Events surrounding the assassination of Iranian Gen. Qassem Soleimani, the head of the Islamic Revolutionary Guard Corps Quds Force, at the beginning of the year have made clear Iraq’s fragile economic and geopolitical situation. Three years ago, Baghdad and Washington fought a fierce war against ISIS to combat the threat of international terrorism. Today, in the wake of the Soleimani assassination and its aftermath, this close relationship is now at risk of withering. In the foreground, Iraq’s energy sector has been thrown under the spotlight as Washington presses Baghdad to take swift action to ensure its “energy independence” from Iran.

Energy sector challenges

Iraq’s energy endowment, despite being the cash cow for financing the economy, is also the country’s Achilles’ heel. It contributes 60 percent of GDP, 99 percent of export revenues, and more than 90 percent of the government’s fiscal budget. This vulnerability has been exacerbated by the recent oil price collapse. Iraq’s 2020 draft budget revenues are based on a price of $56 per exported barrel with a planned deficit of 30 percent. As a price war intensifies in the oil market, the country may find itself incapable of sustaining public payroll and spending at $30 per barrel. For the last five years, Iraq has been running deficits with operating expenditures making up 75 percent of total expenses. As a result, the country may need to adopt harsh austerity measures to compensate.

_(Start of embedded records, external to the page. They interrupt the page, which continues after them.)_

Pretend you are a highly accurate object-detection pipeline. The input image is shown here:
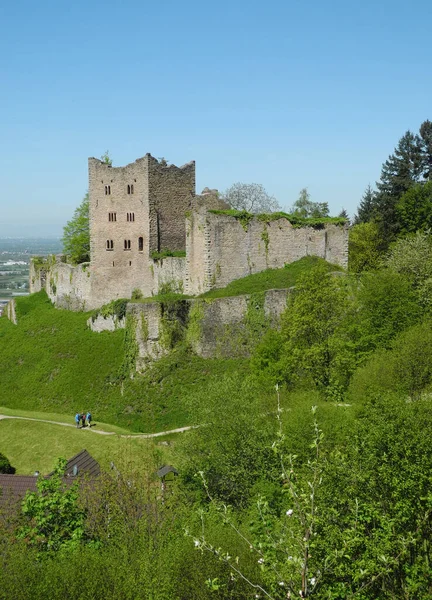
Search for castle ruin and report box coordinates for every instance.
[30,154,348,310]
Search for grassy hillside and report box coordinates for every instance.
[0,257,337,433]
[0,419,170,475]
[0,292,246,433]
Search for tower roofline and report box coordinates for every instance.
[88,152,195,171]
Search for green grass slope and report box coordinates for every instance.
[0,292,247,433]
[203,256,342,298]
[0,257,337,433]
[0,419,173,475]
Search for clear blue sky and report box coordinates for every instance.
[0,0,432,236]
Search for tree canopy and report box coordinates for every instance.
[62,192,90,264]
[223,182,281,214]
[290,188,330,219]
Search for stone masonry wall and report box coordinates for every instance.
[89,155,153,306]
[88,289,290,371]
[152,256,186,295]
[30,257,93,311]
[148,155,195,252]
[185,209,348,295]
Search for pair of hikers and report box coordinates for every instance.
[75,411,91,429]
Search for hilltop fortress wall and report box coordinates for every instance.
[185,207,348,295]
[30,154,348,310]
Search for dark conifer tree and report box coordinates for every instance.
[375,131,424,248]
[354,184,376,225]
[420,121,432,181]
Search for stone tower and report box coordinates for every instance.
[89,154,195,304]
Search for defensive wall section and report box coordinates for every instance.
[88,289,291,371]
[184,207,348,295]
[30,154,348,310]
[30,256,186,311]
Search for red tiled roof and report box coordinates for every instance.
[0,474,38,504]
[0,450,100,505]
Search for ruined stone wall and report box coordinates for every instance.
[185,209,348,295]
[152,256,186,295]
[89,155,153,306]
[147,155,195,252]
[88,289,290,364]
[6,298,18,325]
[30,256,93,311]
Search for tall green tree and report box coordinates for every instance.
[62,192,90,264]
[354,184,376,225]
[396,179,432,234]
[420,120,432,181]
[18,459,91,552]
[348,221,381,273]
[280,265,347,389]
[290,188,329,219]
[376,131,424,247]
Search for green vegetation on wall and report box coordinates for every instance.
[209,209,347,231]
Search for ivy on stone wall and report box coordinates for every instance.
[209,209,348,231]
[92,298,128,323]
[159,300,189,350]
[186,300,204,347]
[119,314,138,380]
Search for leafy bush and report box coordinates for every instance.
[0,452,15,475]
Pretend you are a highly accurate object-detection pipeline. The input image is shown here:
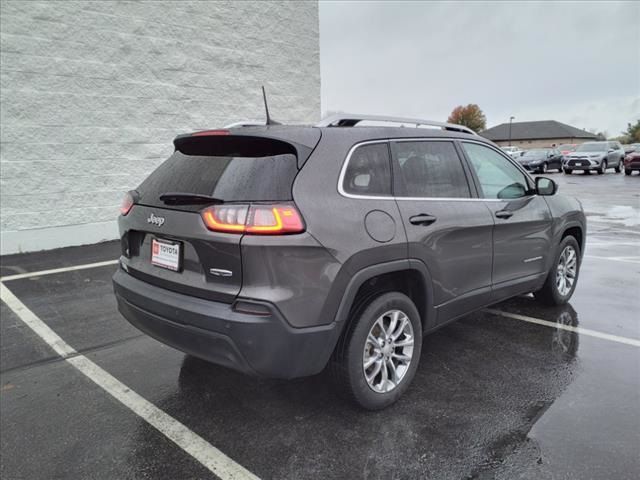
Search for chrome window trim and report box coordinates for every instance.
[338,137,512,202]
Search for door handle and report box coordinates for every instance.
[409,213,437,226]
[496,210,513,219]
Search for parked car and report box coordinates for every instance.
[500,146,524,158]
[556,143,578,156]
[562,142,624,174]
[113,114,586,409]
[624,149,640,175]
[517,148,563,173]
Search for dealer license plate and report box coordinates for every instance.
[151,238,181,272]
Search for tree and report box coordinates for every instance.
[623,119,640,143]
[447,103,487,132]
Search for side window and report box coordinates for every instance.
[462,142,529,199]
[342,143,391,196]
[394,141,471,198]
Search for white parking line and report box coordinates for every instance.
[483,308,640,347]
[585,255,640,263]
[0,282,258,480]
[0,260,118,282]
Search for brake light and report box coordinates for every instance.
[120,192,135,216]
[200,203,305,235]
[191,130,231,137]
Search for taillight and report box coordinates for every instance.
[120,192,135,216]
[200,203,305,235]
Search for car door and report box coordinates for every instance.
[392,139,493,329]
[462,141,553,300]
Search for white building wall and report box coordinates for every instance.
[0,0,320,254]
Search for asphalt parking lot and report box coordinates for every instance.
[0,172,640,479]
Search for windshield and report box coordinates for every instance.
[576,143,607,152]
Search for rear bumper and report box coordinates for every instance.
[624,160,640,170]
[562,160,602,170]
[113,269,340,378]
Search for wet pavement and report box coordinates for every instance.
[0,173,640,479]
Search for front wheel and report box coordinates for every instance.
[332,292,422,410]
[534,236,580,305]
[598,160,607,175]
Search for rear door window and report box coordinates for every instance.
[462,142,529,199]
[137,137,298,211]
[342,142,391,197]
[393,141,471,198]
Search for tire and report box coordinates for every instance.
[331,292,422,410]
[598,160,607,175]
[533,235,580,305]
[615,160,624,173]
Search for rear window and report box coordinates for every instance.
[137,137,298,211]
[342,142,391,197]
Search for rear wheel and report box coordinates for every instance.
[598,160,607,175]
[332,292,422,410]
[534,236,580,305]
[616,160,624,173]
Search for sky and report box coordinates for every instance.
[320,0,640,136]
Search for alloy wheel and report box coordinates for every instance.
[556,245,578,297]
[362,310,414,393]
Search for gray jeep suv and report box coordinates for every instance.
[113,115,586,409]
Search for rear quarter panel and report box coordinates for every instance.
[543,195,587,269]
[293,129,408,324]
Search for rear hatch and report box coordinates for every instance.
[120,131,317,303]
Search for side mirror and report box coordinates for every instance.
[536,177,558,196]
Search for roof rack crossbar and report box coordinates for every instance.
[316,113,477,135]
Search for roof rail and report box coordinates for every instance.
[316,113,477,135]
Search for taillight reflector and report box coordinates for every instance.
[200,204,305,235]
[120,192,135,216]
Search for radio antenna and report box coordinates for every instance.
[262,85,282,125]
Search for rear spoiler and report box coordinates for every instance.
[173,126,322,169]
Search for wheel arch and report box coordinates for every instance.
[335,259,436,331]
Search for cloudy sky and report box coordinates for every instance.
[320,1,640,136]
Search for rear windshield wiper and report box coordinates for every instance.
[160,192,224,205]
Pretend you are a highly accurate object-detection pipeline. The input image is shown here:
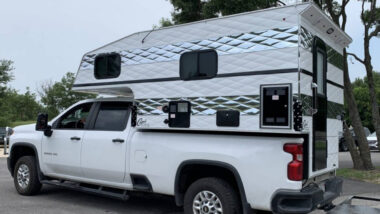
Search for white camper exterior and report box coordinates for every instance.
[8,3,351,214]
[73,3,351,176]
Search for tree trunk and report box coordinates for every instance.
[364,26,380,152]
[343,122,364,170]
[343,49,373,170]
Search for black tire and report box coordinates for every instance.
[184,177,241,214]
[13,156,42,196]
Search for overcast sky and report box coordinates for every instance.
[0,0,380,92]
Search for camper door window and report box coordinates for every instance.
[317,50,326,95]
[94,53,121,79]
[179,50,218,80]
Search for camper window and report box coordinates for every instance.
[317,50,326,95]
[94,53,121,79]
[179,50,218,80]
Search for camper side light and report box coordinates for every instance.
[284,143,303,181]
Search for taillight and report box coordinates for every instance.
[284,143,303,181]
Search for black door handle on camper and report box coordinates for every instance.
[112,138,124,143]
[70,137,80,140]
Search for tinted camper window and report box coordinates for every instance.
[179,50,218,80]
[94,53,121,79]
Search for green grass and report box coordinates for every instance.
[336,167,380,184]
[10,120,36,127]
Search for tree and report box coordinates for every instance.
[349,0,380,153]
[38,72,96,118]
[315,0,373,170]
[346,72,380,132]
[0,88,43,127]
[0,60,13,126]
[160,0,279,27]
[0,60,13,95]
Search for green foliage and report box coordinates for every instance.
[160,0,278,27]
[0,88,43,127]
[345,72,380,132]
[0,60,13,94]
[362,7,380,27]
[39,72,96,119]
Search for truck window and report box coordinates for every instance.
[94,102,130,131]
[94,53,121,79]
[56,103,92,129]
[179,50,218,80]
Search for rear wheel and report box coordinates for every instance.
[13,156,42,195]
[184,178,241,214]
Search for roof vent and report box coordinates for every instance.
[326,28,334,34]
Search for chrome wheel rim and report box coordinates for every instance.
[17,164,30,189]
[193,191,223,214]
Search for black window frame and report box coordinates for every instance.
[88,101,133,132]
[312,37,328,97]
[94,53,121,79]
[52,102,95,130]
[179,49,219,81]
[259,83,293,129]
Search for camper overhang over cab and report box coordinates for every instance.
[73,3,351,177]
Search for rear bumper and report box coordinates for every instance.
[271,177,343,214]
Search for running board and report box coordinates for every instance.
[41,180,129,201]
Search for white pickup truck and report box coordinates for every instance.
[8,98,341,214]
[8,3,351,214]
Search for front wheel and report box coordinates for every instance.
[184,178,241,214]
[13,156,42,195]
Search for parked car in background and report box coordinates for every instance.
[339,127,376,152]
[367,132,379,150]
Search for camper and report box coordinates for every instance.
[8,3,351,214]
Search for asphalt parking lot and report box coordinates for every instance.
[0,152,380,214]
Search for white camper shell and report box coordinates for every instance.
[73,3,351,177]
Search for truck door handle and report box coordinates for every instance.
[112,138,124,143]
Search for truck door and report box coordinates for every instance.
[42,103,93,177]
[313,38,328,171]
[81,102,131,183]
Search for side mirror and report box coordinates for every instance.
[36,113,48,131]
[36,113,53,137]
[44,125,53,137]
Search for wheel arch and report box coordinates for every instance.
[174,160,251,214]
[8,142,43,180]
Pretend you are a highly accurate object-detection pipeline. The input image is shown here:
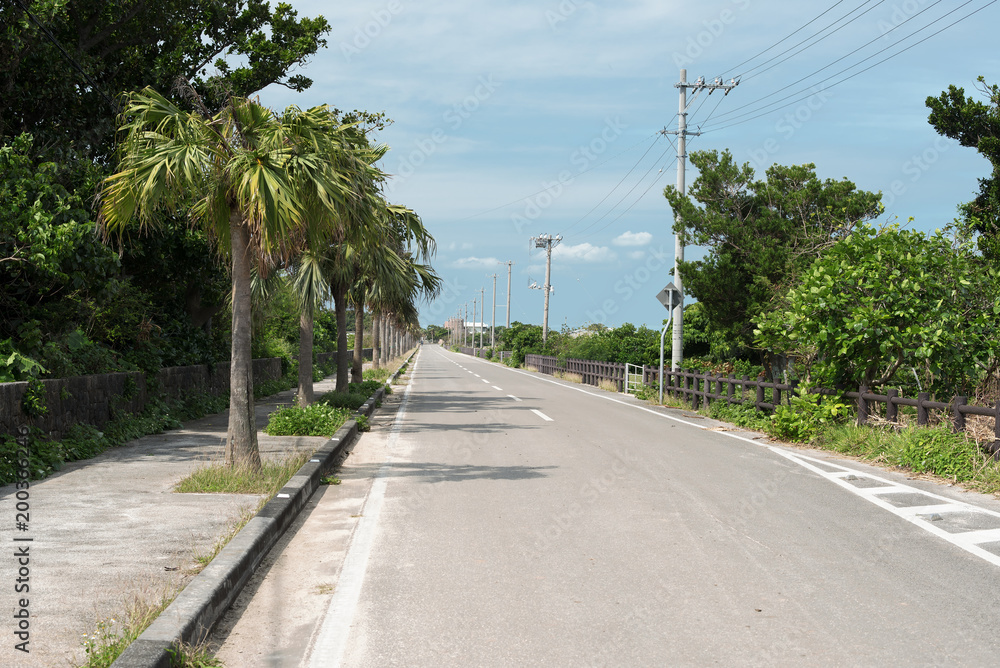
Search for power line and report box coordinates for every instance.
[14,0,121,114]
[710,0,997,130]
[560,133,662,234]
[708,0,948,126]
[719,0,844,78]
[457,132,659,223]
[739,0,885,79]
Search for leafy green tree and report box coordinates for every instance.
[0,135,118,356]
[757,225,1000,396]
[0,0,330,161]
[499,320,542,364]
[664,150,881,354]
[101,89,368,469]
[926,77,1000,265]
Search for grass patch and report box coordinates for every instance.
[81,592,176,668]
[812,424,1000,494]
[193,504,260,573]
[174,450,312,499]
[361,366,392,383]
[167,643,225,668]
[597,378,618,392]
[264,402,351,437]
[318,380,384,411]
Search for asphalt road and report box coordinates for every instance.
[227,346,1000,667]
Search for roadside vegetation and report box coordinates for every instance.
[427,77,1000,494]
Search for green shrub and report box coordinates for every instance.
[264,403,351,436]
[708,401,771,432]
[362,366,390,383]
[769,387,850,443]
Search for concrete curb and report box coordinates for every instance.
[111,350,416,668]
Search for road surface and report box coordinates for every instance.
[213,346,1000,667]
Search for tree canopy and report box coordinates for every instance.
[0,0,330,160]
[664,150,881,355]
[758,226,1000,394]
[926,77,1000,264]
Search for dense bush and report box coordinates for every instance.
[264,402,351,436]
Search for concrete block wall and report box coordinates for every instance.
[0,357,281,439]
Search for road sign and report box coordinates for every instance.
[656,283,681,313]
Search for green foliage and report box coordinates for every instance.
[758,226,1000,395]
[264,402,351,436]
[21,378,49,418]
[708,401,773,433]
[664,151,881,358]
[768,387,851,443]
[498,321,542,367]
[319,380,388,411]
[361,366,391,383]
[814,424,1000,492]
[926,77,1000,266]
[0,135,118,344]
[0,0,329,162]
[0,339,45,383]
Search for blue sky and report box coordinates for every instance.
[261,0,1000,329]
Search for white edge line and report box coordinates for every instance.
[309,350,420,668]
[464,350,1000,566]
[531,408,555,422]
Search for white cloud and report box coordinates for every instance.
[552,241,618,262]
[451,257,500,269]
[611,230,653,246]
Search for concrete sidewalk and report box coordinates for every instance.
[0,378,342,666]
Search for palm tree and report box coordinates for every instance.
[100,88,370,470]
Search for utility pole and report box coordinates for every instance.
[500,260,514,329]
[662,70,740,371]
[529,234,562,346]
[488,274,497,350]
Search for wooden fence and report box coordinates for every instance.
[458,346,514,362]
[504,349,1000,459]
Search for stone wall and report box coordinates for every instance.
[316,348,372,366]
[0,357,281,438]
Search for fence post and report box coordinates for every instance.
[986,401,1000,459]
[858,385,868,424]
[917,392,931,425]
[951,394,967,434]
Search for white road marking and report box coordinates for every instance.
[309,352,420,668]
[492,360,1000,566]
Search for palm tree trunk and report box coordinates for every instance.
[332,287,351,392]
[226,222,260,471]
[351,300,365,383]
[299,309,314,408]
[372,311,382,369]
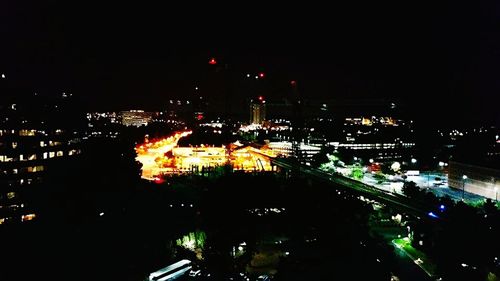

Since 2003, when the Saddam Hussein regime fell, officials have failed to produce a national strategy to diversify Iraq’s economy away from oil or support the growth of the private sector. Furthermore, the cumulative effect of years of war, sanctions, terrorism, and mismanagement has made Iraq a net importer of refined petroleum products and natural gas. The latter has become a point of contention with the United States, as Iran enjoys a first-mover advantage by exporting up to 1,200 million standard cubic feet of natural gas per day (scf/d). Additionally, Iran provides around 1,200 megawatts (MW) of electricity during the hot summer months, when the demand for power peaks. While unprecedented strides were made last year, with Basra and other southern provinces being provided with an average of nearly 24 hours of power a day, the electricity sector still suffers from a supply-to-peak-demand deficit of 6,000 MW in the summer, according to analysis from the Iraq Energy Institute (IEI).